Les origines de cette pratique sont incertaines. Certains pensent qu'elle aurait un lien avec un système de comptage ancien utilisé par les bergers en Grande-Bretagne[2]. En effet, dans certaines régions d’Angleterre, en particulier dans l’Yorkshire Dales, l’on comptait les moutons en utilisant des anciens mots d’origine celtique, commençant par “yan, tan, tethera, methera”[3], qui correspondent aux premiers chiffres de notre langage, possiblement facile à retenir en vertu de la rime entre tous les deux mots. Employant des sons similaires, des comptines débutant entre autres par "eeny, meeny, minry, moe" étaient chantées aux enfants depuis au moins les années 1880 en Angleterre, Irlande, Écosse et les États-Unis[4]. Des systèmes chiffrés de la même origine, qui auraient été transmis par les colons anglais, ont été repris par des Indiens nord-américains, les Wawenoc du Maine[5]. À relever que la première mention que l’on connait dans la littérature anglophone de la notion d’imaginer, pour s’endormir, des moutons sautant une barrière provient d’un humoriste ayant vécu dans le Maine, Seba Smith[6]. Malgré l’inefficacité évidente de cette méthode, ou possiblement en raison de cette inefficacité, progressivement, “counting sheep” est devenu un équivalent anglo-saxon d’insomnie, dans la littérature[7], chansons[8], dessin de presse[9]et la publicité et noms de produits[10].
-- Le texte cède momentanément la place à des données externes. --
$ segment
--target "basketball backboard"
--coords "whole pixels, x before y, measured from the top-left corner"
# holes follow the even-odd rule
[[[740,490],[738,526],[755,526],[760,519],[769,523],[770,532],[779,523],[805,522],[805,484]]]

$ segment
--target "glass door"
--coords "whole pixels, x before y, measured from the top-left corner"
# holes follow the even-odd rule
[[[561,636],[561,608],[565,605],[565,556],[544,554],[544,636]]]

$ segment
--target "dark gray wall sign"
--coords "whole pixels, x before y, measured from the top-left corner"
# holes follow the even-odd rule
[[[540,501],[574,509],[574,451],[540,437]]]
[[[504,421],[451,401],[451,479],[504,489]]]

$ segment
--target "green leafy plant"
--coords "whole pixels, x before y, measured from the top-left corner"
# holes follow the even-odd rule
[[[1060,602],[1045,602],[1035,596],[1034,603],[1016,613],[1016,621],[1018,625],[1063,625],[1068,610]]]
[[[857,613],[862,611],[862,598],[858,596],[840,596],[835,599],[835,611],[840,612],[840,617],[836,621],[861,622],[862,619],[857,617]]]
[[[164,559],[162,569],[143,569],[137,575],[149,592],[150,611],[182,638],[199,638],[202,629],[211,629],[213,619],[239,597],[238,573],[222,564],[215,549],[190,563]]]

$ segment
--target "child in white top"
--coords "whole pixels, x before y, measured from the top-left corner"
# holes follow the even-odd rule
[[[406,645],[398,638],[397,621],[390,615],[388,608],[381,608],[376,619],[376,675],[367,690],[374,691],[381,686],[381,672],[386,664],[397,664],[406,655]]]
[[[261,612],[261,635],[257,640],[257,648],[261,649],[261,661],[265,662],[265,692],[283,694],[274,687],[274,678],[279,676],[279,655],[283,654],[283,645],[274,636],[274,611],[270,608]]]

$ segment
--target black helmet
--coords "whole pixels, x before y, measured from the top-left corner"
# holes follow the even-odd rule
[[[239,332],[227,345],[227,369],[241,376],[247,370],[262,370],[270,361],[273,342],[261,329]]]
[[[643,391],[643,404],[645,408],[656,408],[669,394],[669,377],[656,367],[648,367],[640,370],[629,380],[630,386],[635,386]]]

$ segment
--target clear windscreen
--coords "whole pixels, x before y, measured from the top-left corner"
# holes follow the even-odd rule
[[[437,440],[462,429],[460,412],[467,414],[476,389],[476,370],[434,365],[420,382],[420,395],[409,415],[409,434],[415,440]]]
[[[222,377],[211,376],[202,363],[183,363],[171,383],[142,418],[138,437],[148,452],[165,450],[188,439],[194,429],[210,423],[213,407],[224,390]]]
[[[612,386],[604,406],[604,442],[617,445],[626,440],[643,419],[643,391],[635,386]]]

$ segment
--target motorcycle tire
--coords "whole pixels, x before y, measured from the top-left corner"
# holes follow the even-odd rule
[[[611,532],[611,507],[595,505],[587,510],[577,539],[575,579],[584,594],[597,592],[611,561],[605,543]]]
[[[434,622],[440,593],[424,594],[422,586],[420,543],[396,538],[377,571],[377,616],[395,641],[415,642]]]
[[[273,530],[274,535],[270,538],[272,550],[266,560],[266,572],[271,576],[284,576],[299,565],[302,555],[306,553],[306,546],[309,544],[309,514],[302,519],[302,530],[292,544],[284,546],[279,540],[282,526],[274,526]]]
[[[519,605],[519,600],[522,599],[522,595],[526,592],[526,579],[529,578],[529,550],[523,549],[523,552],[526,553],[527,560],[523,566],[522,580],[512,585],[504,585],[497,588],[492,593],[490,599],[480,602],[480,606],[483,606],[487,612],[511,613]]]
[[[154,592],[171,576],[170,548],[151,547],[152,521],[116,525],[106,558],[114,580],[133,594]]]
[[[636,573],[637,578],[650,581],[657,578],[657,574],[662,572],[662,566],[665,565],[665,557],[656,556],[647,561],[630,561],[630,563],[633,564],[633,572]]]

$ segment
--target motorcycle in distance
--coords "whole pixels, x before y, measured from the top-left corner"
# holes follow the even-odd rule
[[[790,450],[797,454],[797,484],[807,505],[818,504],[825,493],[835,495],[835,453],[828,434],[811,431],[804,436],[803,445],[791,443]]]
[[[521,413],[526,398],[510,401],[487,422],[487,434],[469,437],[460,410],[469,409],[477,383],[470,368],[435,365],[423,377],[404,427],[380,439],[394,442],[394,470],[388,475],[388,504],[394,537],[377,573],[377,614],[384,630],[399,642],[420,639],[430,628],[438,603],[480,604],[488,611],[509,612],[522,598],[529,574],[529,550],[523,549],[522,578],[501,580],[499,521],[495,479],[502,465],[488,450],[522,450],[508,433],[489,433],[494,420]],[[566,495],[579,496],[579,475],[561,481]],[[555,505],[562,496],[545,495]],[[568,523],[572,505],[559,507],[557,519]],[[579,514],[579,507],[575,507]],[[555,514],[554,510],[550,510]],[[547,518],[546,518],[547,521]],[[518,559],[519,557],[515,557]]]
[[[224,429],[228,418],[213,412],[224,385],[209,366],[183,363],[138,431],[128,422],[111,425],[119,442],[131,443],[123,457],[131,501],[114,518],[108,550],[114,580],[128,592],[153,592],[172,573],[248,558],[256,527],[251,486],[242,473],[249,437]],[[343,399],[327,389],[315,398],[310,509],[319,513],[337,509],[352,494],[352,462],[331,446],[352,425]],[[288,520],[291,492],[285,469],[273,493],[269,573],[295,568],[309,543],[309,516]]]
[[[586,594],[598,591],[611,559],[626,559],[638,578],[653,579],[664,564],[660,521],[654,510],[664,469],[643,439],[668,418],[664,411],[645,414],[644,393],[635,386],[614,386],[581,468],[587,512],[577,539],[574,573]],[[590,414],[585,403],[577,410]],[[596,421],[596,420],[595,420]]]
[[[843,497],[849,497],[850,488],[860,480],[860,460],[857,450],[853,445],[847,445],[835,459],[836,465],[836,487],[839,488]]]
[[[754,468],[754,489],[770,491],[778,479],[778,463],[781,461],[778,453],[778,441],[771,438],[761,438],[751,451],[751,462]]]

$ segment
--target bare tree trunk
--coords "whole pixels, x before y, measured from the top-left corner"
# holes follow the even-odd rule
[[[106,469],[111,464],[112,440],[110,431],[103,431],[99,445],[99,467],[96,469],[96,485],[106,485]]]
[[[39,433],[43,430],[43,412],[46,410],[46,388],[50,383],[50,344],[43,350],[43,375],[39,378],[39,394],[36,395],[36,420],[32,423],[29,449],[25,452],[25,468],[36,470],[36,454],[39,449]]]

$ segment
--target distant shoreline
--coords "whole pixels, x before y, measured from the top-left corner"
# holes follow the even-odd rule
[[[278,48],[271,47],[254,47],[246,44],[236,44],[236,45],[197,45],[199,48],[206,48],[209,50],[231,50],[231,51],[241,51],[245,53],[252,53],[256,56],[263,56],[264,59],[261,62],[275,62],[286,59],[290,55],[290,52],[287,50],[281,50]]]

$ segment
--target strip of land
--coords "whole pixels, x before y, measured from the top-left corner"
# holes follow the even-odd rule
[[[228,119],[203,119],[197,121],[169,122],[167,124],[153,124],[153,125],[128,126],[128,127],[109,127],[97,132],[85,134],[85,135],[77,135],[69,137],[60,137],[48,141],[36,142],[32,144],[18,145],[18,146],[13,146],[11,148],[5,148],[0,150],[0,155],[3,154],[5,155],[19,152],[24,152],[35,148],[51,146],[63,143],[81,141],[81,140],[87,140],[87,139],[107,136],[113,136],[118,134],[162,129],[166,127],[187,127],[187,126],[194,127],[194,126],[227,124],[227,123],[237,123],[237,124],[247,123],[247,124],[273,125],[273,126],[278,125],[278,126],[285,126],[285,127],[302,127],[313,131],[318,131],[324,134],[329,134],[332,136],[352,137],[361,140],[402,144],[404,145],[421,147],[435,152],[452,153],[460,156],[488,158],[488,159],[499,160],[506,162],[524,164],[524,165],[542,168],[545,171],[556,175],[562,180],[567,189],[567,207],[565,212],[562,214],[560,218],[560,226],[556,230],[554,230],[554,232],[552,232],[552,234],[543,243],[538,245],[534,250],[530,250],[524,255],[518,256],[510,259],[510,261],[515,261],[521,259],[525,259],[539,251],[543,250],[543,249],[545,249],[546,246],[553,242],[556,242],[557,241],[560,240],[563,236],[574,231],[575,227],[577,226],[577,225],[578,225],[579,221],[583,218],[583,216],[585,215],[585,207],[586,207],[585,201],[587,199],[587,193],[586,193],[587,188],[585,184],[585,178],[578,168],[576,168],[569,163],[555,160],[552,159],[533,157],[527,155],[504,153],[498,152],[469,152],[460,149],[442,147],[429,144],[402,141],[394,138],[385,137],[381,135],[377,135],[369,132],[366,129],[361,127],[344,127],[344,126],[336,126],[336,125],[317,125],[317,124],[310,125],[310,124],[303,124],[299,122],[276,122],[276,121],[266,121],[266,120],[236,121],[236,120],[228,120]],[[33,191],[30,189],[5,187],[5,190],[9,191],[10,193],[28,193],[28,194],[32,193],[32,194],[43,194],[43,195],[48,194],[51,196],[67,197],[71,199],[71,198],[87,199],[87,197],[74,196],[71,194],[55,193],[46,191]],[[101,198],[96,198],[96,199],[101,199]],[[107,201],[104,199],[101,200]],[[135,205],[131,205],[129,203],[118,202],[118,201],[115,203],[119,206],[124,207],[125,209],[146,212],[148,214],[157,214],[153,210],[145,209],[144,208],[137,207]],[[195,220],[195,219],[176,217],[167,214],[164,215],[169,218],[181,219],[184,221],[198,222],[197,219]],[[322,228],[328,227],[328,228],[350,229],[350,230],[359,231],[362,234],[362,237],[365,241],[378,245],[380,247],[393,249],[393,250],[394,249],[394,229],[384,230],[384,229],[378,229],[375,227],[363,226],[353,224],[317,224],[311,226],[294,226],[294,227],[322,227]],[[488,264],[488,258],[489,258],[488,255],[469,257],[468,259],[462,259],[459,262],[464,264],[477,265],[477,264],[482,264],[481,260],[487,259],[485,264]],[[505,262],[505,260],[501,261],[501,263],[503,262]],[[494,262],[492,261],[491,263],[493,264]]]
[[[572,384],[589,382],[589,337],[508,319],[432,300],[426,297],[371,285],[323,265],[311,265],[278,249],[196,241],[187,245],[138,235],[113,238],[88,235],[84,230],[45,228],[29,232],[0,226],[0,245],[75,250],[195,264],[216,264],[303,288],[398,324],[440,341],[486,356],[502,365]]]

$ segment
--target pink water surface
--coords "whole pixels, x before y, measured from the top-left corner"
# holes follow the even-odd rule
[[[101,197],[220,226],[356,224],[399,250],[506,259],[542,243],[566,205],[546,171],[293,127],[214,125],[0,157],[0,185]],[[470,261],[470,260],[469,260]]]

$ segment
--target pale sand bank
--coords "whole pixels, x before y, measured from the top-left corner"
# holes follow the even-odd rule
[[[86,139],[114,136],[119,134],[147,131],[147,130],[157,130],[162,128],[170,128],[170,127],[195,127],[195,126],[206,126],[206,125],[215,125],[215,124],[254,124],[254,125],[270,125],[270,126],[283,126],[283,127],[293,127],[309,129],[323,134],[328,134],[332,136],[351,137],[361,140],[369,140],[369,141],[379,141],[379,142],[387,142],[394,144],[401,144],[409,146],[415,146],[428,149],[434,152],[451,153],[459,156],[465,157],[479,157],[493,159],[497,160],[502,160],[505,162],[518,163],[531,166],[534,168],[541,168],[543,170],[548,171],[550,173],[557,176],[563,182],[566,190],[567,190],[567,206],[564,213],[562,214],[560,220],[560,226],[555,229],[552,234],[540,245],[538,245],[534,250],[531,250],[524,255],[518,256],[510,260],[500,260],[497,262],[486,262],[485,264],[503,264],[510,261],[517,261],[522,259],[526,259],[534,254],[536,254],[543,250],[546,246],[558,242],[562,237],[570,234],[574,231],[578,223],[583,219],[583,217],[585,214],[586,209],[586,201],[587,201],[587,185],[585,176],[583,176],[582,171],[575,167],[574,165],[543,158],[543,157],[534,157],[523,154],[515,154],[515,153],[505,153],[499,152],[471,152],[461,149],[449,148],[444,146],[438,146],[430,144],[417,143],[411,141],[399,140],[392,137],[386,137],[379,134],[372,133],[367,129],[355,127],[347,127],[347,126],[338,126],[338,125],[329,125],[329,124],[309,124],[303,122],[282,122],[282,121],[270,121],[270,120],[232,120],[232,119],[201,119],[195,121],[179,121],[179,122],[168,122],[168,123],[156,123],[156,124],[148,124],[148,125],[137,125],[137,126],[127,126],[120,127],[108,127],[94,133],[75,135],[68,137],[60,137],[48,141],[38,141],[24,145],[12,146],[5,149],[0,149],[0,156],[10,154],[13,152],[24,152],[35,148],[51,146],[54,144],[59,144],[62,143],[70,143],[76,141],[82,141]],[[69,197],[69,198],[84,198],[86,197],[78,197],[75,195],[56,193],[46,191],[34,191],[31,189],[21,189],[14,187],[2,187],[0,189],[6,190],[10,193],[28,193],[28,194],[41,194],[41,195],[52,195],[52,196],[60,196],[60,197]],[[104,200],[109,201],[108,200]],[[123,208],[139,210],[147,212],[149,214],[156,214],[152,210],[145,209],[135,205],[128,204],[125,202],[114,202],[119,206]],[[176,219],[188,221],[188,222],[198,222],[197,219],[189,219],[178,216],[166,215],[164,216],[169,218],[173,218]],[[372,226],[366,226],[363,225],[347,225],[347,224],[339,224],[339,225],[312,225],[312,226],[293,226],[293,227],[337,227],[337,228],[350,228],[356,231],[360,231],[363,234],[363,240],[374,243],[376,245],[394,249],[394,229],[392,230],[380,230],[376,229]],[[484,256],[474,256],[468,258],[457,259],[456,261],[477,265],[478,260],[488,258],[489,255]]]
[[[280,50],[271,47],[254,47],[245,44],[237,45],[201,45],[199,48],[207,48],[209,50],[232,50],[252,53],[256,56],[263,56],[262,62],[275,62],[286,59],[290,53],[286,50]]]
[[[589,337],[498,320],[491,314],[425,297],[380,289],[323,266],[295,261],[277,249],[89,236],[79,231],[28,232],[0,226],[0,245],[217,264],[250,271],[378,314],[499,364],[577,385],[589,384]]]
En milieu francophone, « compter ses moutons » signifiait exécuter une tâche fastidieuse et peu appréciée[11]. Sûrement sous l’influence médiatique d’expression anglaise, “compter les moutons” a pris le sens que l’on donne actuellement à cette phrase[12].
Notes et références
↑(en) AG Harvey et S. Payne, « The management of unwanted pre-sleep thoughts in insomnia: distraction with imagery versus general distraction », Department of Experimental Psychology, University of Oxford, (lire en ligne)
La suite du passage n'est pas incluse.